Le mandat apparent

Vous êtes conseiller municipal et le maire de votre commune a passé divers contrats avec des tiers sans même en avertir le conseil municipal. Vous vous demandez ce que valent ces contrats.

L’affaire est délicate dans la mesure où il s’agit de contrats de droit privé et que le litige éventuel relèvera de l’ordre judiciaire. Car en effet, dans un arrêt en date du 28 juin 2005 la Cour de cassation (première chambre civile) a agrée en ce domaine la théorie du mandat apparent, protectrice du tiers de bonne foi.

En l’occurrence il s’agissait de contrats de location de meubles passés avec une société par le maire, sans que le conseil l’en ait autorisé par une délibération. Lorsque, la commune ayant cessé de verser les loyers, la société lui demanda la résiliation du contrat et le versement de dommages et intérêts, elle invoqua la nullité des contrats. Elle perdit devant les juges du fond et se pourvut en cassation. La dispute portait donc sur la validité de contrats passés par un maire sans autorisation du conseil municipal. La municipalité prétendait qu’ils étaient nuls, le maire n’ayant pas la capacité de les conclure. Ce contre quoi la société invoquait la théorie du mandat apparent. Mais la municipalité prétendait à son tour cette théorie « non applicable en pareil cas ».

La Cour de cassation tranchât en faveur de la société, estimant qu’un maire pouvait engager la commune en vertu d’un mandat apparent. Elle en appliqua donc la formule, classique depuis 1962 (Ass. plén., 13 décembre 1962, D. 1963.277 note J. Calais-Auloy ; JCP 1963.II.13105, note P. Esmein ; MM. Capitant, Terré et Lequette, Les grands arrêts de la jurisprudence civile, Paris, Dalloz, 11ème éd. 2000, tome 2, n°267), au cas du maire : « malgré l’absence de délibération du conseil municipal, une commune peut être engagée par son maire qui a passé des contrats de droit privé au nom de celle-ci si la croyance du tiers à l’étendue des pouvoirs du mandataire est légitime, ce caractère supposant que les circonstances autorisent le tiers à ne pas vérifier les limites exactes du pouvoir ».

Peut-être cet arrêt ne fait-il que consacrer l’application du mandat apparent dans le domaine des pouvoirs du maire. Mais nous pensons que, comme la fiction, comme la fraude, l’apparence est une théorie suffisamment obscure pour mériter que l’on y regarde de plus près.

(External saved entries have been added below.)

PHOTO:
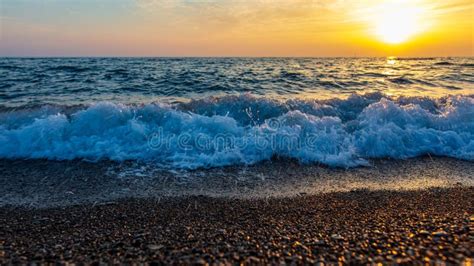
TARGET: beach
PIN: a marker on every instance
(417, 210)
(236, 160)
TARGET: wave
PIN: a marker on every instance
(244, 129)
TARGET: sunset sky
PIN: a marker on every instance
(236, 28)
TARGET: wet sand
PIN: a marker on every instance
(362, 226)
(45, 184)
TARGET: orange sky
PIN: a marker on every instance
(237, 28)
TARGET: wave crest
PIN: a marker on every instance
(245, 130)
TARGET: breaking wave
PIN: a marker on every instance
(244, 129)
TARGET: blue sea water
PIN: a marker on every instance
(208, 112)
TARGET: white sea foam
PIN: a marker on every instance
(245, 130)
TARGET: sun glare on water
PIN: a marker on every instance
(397, 21)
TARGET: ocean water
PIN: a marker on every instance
(188, 113)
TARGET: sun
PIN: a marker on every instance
(397, 21)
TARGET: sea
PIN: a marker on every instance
(190, 113)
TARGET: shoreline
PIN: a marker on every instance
(431, 225)
(46, 184)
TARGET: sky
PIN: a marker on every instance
(317, 28)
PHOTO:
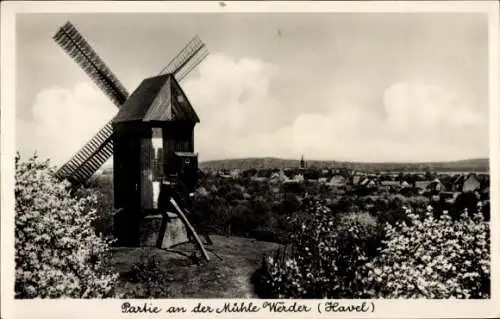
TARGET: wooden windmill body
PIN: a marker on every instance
(151, 140)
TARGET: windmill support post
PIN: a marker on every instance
(190, 228)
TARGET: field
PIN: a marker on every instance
(300, 233)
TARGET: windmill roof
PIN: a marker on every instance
(158, 98)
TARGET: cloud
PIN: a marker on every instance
(62, 121)
(242, 116)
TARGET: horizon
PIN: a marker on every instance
(358, 87)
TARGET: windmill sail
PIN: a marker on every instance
(100, 148)
(89, 158)
(187, 59)
(78, 48)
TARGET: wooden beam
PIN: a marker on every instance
(190, 228)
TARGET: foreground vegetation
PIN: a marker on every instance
(335, 244)
(57, 252)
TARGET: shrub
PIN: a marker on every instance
(325, 255)
(433, 258)
(57, 251)
(100, 186)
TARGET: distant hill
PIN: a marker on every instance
(473, 165)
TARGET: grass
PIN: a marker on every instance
(233, 261)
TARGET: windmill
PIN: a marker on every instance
(151, 138)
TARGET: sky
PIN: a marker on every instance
(371, 87)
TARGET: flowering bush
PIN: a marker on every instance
(348, 257)
(433, 258)
(325, 256)
(57, 251)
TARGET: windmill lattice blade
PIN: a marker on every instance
(89, 158)
(71, 41)
(195, 51)
(191, 64)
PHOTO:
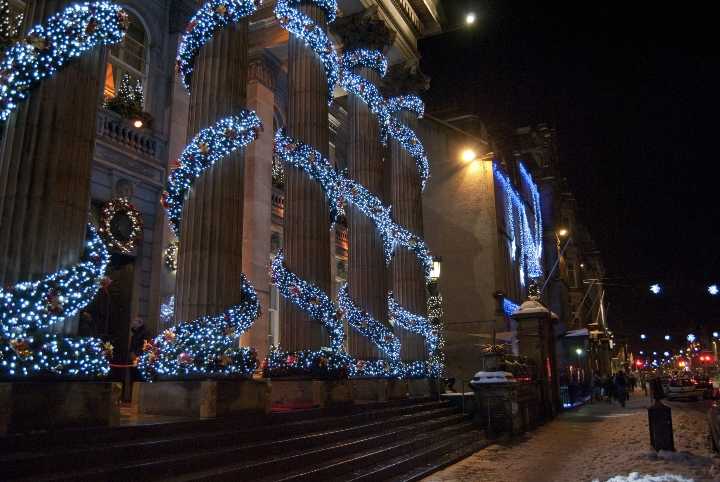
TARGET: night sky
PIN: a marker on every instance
(633, 92)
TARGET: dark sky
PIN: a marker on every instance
(633, 91)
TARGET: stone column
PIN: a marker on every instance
(210, 254)
(367, 277)
(45, 164)
(306, 221)
(536, 341)
(258, 203)
(408, 280)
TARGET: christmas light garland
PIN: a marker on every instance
(48, 48)
(207, 346)
(518, 225)
(339, 190)
(310, 299)
(170, 255)
(323, 363)
(29, 309)
(207, 148)
(212, 17)
(305, 28)
(385, 109)
(115, 207)
(509, 308)
(375, 331)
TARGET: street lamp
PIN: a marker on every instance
(436, 269)
(468, 155)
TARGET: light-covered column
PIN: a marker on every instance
(45, 163)
(210, 254)
(306, 220)
(258, 205)
(408, 280)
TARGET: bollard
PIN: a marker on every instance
(660, 420)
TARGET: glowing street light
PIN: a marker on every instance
(468, 155)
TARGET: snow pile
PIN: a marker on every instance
(636, 477)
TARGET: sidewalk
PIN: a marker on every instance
(596, 441)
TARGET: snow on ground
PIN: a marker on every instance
(599, 442)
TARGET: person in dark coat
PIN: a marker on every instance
(138, 337)
(621, 384)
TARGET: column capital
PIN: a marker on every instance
(403, 79)
(364, 30)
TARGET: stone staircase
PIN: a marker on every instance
(402, 440)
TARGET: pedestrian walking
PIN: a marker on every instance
(621, 385)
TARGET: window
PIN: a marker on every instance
(572, 275)
(127, 59)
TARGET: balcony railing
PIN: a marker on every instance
(113, 128)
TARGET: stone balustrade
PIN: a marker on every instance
(113, 128)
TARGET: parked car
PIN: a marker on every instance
(682, 388)
(714, 422)
(705, 386)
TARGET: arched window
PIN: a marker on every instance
(127, 61)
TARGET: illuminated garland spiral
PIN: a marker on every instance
(28, 310)
(47, 48)
(340, 190)
(371, 206)
(208, 345)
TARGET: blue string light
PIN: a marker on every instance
(385, 109)
(47, 48)
(29, 309)
(372, 329)
(212, 17)
(518, 226)
(305, 28)
(207, 346)
(310, 299)
(208, 147)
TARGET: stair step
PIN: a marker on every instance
(253, 453)
(423, 463)
(147, 450)
(442, 462)
(276, 467)
(93, 436)
(340, 468)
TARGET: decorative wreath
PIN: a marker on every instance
(115, 207)
(171, 255)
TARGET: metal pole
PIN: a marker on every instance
(557, 263)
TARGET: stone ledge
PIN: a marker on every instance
(201, 398)
(53, 405)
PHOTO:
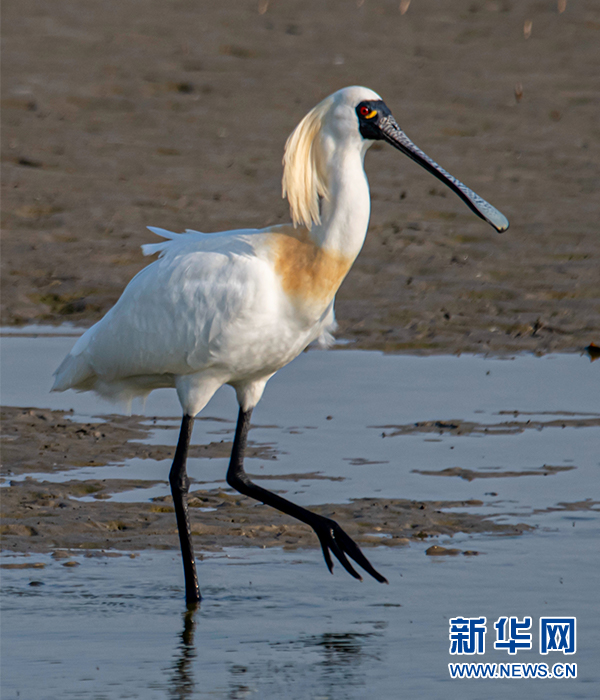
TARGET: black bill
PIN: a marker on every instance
(393, 134)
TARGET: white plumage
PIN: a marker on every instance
(234, 307)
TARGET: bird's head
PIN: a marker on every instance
(359, 115)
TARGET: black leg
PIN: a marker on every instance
(180, 485)
(331, 536)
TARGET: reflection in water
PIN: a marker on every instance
(335, 671)
(182, 681)
(343, 652)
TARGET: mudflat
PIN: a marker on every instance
(121, 115)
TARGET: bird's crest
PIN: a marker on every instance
(304, 179)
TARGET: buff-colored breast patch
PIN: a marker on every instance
(306, 271)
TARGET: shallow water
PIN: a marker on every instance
(274, 624)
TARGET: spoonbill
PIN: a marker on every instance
(234, 307)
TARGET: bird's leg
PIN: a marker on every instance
(180, 485)
(331, 536)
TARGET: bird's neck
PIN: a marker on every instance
(345, 212)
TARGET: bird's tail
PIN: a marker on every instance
(151, 248)
(74, 372)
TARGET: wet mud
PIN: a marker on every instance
(42, 516)
(135, 114)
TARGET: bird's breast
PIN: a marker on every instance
(308, 274)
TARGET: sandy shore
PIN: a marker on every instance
(133, 114)
(117, 116)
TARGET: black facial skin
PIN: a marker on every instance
(383, 126)
(368, 127)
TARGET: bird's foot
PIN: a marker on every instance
(334, 540)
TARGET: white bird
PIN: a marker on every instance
(234, 307)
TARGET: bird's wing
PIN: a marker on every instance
(199, 305)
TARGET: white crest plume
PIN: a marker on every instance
(304, 178)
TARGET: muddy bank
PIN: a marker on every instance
(40, 440)
(133, 114)
(40, 517)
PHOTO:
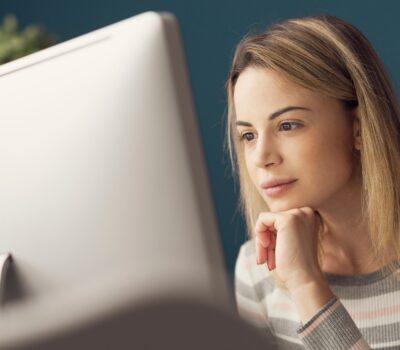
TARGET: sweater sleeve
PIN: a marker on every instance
(332, 328)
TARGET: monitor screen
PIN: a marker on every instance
(103, 175)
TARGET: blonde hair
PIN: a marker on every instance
(325, 54)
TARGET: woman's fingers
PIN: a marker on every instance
(271, 253)
(261, 252)
(265, 241)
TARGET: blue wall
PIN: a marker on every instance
(210, 31)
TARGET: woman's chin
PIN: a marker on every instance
(276, 207)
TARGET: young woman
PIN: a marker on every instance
(314, 134)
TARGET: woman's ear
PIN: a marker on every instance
(356, 131)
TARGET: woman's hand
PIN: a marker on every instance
(288, 242)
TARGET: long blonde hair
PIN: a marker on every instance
(328, 55)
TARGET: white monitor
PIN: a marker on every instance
(103, 183)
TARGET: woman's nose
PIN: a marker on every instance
(266, 152)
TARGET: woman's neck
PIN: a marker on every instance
(346, 245)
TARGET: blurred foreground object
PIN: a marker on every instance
(174, 322)
(15, 44)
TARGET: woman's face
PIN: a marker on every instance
(291, 133)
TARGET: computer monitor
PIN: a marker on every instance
(103, 184)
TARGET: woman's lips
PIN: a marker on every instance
(275, 191)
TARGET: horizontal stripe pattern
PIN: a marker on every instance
(364, 315)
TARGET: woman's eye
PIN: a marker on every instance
(247, 136)
(287, 126)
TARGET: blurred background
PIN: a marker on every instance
(210, 30)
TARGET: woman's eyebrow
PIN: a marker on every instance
(276, 114)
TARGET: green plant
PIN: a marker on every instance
(15, 43)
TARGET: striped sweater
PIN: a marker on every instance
(364, 314)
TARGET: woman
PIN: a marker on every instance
(313, 131)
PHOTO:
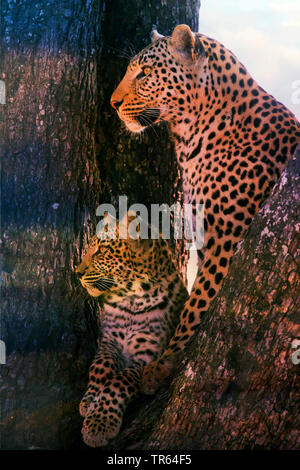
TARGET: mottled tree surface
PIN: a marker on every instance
(238, 387)
(64, 152)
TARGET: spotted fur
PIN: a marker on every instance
(142, 295)
(232, 141)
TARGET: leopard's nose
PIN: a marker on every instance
(116, 104)
(80, 271)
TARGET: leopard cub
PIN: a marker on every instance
(143, 295)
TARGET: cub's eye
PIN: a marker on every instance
(145, 71)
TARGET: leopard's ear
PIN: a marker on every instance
(155, 35)
(185, 45)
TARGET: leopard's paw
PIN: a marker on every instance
(155, 375)
(100, 426)
(85, 403)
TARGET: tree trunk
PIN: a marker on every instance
(239, 386)
(64, 153)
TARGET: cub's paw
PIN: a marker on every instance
(155, 376)
(99, 426)
(85, 403)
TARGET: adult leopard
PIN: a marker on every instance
(232, 140)
(143, 295)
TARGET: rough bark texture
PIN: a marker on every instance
(239, 388)
(64, 153)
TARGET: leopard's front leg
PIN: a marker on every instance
(108, 362)
(209, 279)
(105, 413)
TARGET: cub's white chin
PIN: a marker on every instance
(134, 127)
(93, 292)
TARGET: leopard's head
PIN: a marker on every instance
(117, 261)
(159, 81)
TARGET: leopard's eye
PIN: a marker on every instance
(145, 71)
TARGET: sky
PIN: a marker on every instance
(265, 36)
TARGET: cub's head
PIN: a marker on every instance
(159, 82)
(119, 265)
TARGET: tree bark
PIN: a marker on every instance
(238, 387)
(64, 153)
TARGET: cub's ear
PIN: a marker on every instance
(155, 35)
(185, 46)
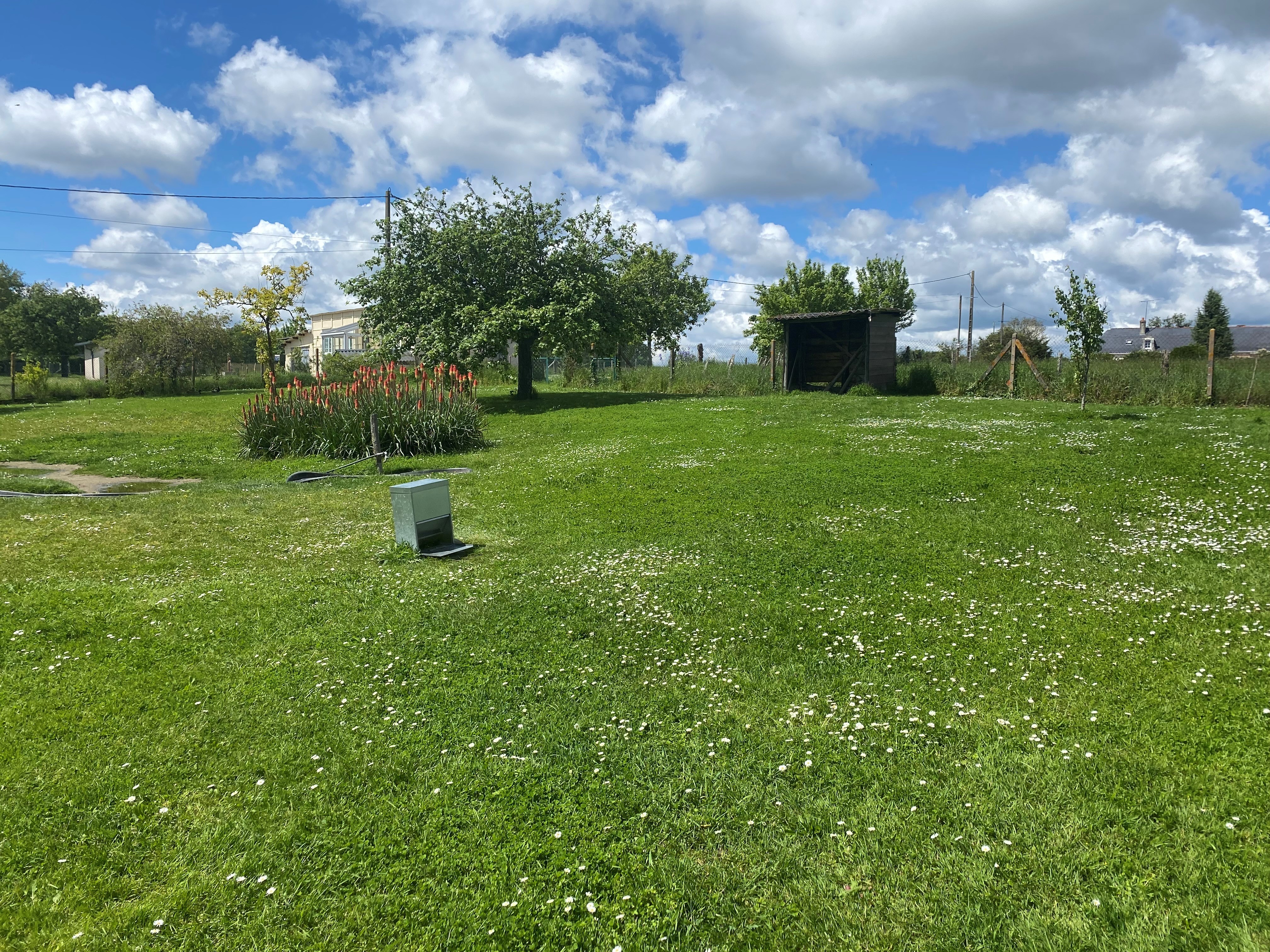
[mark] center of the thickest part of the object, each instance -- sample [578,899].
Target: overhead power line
[171,195]
[935,280]
[1003,304]
[191,254]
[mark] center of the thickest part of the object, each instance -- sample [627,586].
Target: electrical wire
[171,195]
[192,254]
[980,295]
[935,280]
[188,228]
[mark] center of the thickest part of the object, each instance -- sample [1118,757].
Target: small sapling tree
[1084,318]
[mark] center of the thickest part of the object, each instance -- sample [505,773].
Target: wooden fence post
[1014,356]
[375,444]
[1212,344]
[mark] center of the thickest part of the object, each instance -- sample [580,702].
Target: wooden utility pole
[1212,346]
[1014,354]
[970,324]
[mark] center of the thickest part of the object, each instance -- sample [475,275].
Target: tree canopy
[41,323]
[468,275]
[273,309]
[161,346]
[883,284]
[1215,315]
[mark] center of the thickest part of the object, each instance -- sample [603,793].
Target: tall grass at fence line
[1137,381]
[691,377]
[418,412]
[77,388]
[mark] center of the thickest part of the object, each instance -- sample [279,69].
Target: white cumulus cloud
[100,131]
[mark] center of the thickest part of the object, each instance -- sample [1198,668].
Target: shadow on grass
[585,400]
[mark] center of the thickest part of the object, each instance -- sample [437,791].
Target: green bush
[916,380]
[35,380]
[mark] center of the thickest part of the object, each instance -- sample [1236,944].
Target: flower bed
[420,412]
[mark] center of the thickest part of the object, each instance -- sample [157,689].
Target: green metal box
[421,513]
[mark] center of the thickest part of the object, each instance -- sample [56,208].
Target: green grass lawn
[798,673]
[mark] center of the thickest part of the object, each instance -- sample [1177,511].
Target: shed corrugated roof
[838,315]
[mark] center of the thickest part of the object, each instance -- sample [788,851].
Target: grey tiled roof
[1123,341]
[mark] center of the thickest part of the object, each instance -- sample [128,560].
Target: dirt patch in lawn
[87,483]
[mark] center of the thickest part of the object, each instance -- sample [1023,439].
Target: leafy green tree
[883,284]
[12,286]
[657,298]
[45,324]
[808,290]
[159,346]
[1085,319]
[468,276]
[1213,315]
[1032,336]
[273,309]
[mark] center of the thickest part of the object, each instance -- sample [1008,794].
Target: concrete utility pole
[388,223]
[970,324]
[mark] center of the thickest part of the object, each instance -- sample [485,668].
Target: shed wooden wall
[820,360]
[882,354]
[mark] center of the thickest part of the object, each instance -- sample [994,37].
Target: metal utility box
[422,518]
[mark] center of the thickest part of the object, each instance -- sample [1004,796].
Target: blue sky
[1127,141]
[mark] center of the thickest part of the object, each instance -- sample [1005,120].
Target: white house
[329,333]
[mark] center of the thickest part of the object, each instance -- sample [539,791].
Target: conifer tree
[1213,314]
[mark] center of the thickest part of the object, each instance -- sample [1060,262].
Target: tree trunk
[525,367]
[268,359]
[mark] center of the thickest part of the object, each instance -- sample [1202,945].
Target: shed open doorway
[839,349]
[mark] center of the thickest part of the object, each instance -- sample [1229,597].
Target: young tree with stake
[1084,318]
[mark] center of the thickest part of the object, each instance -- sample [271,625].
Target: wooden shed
[839,349]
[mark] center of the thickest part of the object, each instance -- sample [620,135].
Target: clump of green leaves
[1030,333]
[813,289]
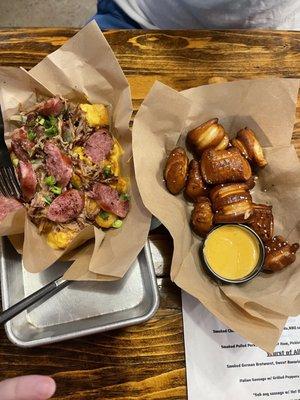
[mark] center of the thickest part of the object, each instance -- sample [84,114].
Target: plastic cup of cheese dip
[232,253]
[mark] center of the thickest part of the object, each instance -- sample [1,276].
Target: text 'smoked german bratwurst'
[68,165]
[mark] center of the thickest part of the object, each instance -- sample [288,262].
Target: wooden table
[144,362]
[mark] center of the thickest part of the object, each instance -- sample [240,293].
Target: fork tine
[7,181]
[3,186]
[14,181]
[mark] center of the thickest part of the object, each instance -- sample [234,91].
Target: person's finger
[31,387]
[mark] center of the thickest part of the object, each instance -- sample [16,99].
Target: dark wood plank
[147,361]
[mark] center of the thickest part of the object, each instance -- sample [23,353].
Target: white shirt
[214,14]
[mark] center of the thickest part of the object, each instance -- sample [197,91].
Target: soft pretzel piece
[232,203]
[279,254]
[262,221]
[250,147]
[202,216]
[175,172]
[195,186]
[207,135]
[222,166]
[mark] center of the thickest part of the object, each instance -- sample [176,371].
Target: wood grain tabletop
[146,361]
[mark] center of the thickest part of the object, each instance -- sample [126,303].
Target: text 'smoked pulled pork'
[68,165]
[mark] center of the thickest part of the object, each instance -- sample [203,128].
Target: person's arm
[31,387]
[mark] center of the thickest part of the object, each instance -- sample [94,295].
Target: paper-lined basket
[84,68]
[257,310]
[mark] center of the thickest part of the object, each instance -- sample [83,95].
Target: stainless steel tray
[82,308]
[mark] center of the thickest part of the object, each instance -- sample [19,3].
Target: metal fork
[9,185]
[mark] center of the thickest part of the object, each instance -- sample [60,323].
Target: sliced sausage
[109,200]
[8,205]
[99,145]
[27,180]
[20,144]
[66,206]
[58,164]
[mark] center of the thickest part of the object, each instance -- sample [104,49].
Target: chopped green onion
[52,131]
[51,126]
[67,136]
[56,189]
[52,120]
[15,162]
[124,196]
[104,215]
[107,171]
[31,135]
[48,200]
[117,224]
[41,121]
[50,180]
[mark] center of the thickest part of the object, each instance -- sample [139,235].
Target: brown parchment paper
[257,310]
[83,69]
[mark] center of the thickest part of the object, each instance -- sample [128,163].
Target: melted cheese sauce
[231,251]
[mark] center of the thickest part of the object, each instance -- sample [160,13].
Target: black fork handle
[43,293]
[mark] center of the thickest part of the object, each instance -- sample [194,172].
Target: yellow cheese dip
[231,251]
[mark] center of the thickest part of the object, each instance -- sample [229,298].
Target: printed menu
[222,365]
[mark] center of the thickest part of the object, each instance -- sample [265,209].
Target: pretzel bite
[262,221]
[175,172]
[231,203]
[207,135]
[202,216]
[195,187]
[222,166]
[249,147]
[279,254]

La théorie de l’apparence n’est jamais qu’une construction doctrinale et jurisprudentielle. Que ce soit dans cet arrêt de 2005 ou dans d’autres cas, comme dans celui qui nous intéresse, cette théorie gagnerait à être envisagée au regard de la distinction de l’autorisation et de la procuration. Nous pensons plus précisément à la formule « l’étendue des pouvoirs du mandataire », et au caractère légitime de la croyance. Dès lors, un examen plus attentif des circonstances pourrait faire que les solutions en vigueur soient reconsidérées.

Notre hypothèse est la suivante. La théorie du mandat apparent n’a pas pour objet de pallier à l’absence totale de procuration, elle suppose au contraire un mandataire réel, mais, de manière plus restreinte, hormis certains cas particuliers dons nous ne discuterons pas ici, elle vise à passer outre le défaut d’autorisation du mandataire par le mandant.